The mknotebooks plugin allows you to insert entire jupyter notebooks (.ipynb
files) directly into your MkDocs site. For example:
It's not well documented, but you can optionally remove input cells (the code) from the notebooks. See this example.
Including HTML
There are some great machine learning tools out there that can generate stand-alone HTML reports. For example pandas-profiling for exploratory data analysis, or great expectations for data profiling.

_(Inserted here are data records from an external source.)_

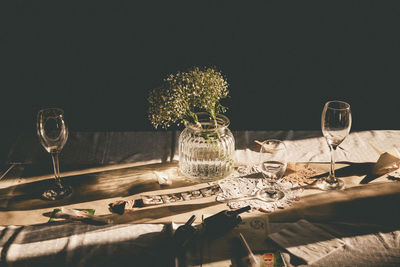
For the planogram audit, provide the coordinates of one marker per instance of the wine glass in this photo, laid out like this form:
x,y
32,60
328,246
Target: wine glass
x,y
273,164
335,125
53,134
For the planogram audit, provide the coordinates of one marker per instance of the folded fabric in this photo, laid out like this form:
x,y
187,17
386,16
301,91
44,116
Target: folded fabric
x,y
306,241
388,161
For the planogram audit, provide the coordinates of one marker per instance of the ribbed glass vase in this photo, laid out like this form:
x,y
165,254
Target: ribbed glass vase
x,y
206,149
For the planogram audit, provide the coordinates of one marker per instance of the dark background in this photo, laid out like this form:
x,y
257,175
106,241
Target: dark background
x,y
98,60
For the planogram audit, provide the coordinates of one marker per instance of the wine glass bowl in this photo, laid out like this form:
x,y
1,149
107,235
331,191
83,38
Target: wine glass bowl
x,y
335,125
53,134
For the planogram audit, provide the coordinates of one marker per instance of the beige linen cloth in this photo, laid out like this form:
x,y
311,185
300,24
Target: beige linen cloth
x,y
306,241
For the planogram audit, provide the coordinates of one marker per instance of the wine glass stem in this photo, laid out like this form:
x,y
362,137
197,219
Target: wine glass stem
x,y
332,177
56,167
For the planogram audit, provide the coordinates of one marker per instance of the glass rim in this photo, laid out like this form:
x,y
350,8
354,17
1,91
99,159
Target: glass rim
x,y
275,141
60,110
345,105
203,117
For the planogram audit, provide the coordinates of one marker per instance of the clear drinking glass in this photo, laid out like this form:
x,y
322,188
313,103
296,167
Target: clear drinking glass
x,y
273,159
335,125
53,134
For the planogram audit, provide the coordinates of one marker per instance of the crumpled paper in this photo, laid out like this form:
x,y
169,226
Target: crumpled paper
x,y
388,161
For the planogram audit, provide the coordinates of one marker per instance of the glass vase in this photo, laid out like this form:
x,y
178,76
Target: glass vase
x,y
206,149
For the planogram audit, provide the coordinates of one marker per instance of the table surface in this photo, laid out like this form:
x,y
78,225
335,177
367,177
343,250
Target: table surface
x,y
105,167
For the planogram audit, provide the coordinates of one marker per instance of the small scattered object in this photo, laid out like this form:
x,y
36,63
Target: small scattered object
x,y
184,235
85,215
162,178
208,191
300,176
220,223
63,214
120,206
249,260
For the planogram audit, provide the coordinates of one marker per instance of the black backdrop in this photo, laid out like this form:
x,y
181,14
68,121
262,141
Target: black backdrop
x,y
283,60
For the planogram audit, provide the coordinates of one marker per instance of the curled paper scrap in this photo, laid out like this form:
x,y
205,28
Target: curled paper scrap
x,y
162,178
388,161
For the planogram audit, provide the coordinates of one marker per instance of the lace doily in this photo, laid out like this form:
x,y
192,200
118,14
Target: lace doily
x,y
247,181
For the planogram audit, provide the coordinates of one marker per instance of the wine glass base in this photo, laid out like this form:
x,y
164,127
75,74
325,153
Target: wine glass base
x,y
272,194
57,193
324,185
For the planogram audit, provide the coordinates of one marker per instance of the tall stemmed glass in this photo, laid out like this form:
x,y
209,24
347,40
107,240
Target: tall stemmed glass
x,y
335,125
273,166
53,134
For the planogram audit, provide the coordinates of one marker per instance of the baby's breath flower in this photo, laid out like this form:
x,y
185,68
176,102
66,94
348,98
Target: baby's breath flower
x,y
184,94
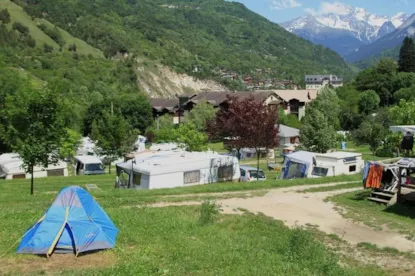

You can export those files to docs/assets/html
and simply link to them from your MkDocs navigation:
If it's a small snippet of HTML, you can also use the snippets markdown extension to embed external files, see the example the mkdocs-material docs.
Wrapping up
If you need even more flexibility in inserting content, you can use the mkdocs_macros_plugin to define python functions. Using our machine learning example, you could write a python function get_model_auc()
that queries MLFlow and returns a score. You can then use it anywhere in your markdown files using {% raw %}{{ get_model_auc() }}{% endraw %}
.
You might also want to use mkdocs-git-authors-plugin to automatically add authors of each page by using information from git commits, or mkdocs-git-revision-date-localized-plugin to add the last edited date to each page.
With a now fully reproducible MkDocs website, you can use mkdocs-print-site-plugin export to a PDF or a standalone HTML file (that you can share over HTML).